Ward desenvolve esse pensamento no livro recém-lançado, Building a successful family business board: a guide for leaders, directors, and families (ed. Palgrave MacMillan), escrito em parceria com Jennifer Perdergast e Stephanie Brun de Pontet. Tanto Ward como Pontet participam no Brasil em maio, nos dias 11 e 12, por ocasião do Special Management Program HSM – Family Business 2011.

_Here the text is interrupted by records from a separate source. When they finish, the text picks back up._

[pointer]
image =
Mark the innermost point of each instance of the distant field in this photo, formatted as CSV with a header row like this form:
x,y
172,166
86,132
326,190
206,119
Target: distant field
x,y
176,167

Os autores afirmam que um conselho pode ajudar quase qualquer empresa familiar que busque permanecer no tempo, não importando seu tamanho. Ensinam que o ideal é que o conselho esteja instalado antes que a empresa passe por grandes transições que são, muitas vezes, previsíveis. Pode ser difícil aos sócios proprietários aceitar mudanças e, então, conselheiros respeitados pelo líder da organização, poderão levá-la ao patamar seguinte, para que ela cresça. Um exemplo de fase de transição é aquela em que o dono se vê diante do fato de a empresa ter superado a capacidade dele de administrá-la sozinho.

Os conselhos mistos, formados por diretores independentes e membros da família proprietária, são mais eficazes na gestão da complexidade do que os formados apenas por familiares. “Gera-se valor agregado considerável quando a objetividade e a experiência de diretores independentes se combinam com o legado e o compromisso dos familiares envolvidos nos negócios”, afirmam os pesquisadores.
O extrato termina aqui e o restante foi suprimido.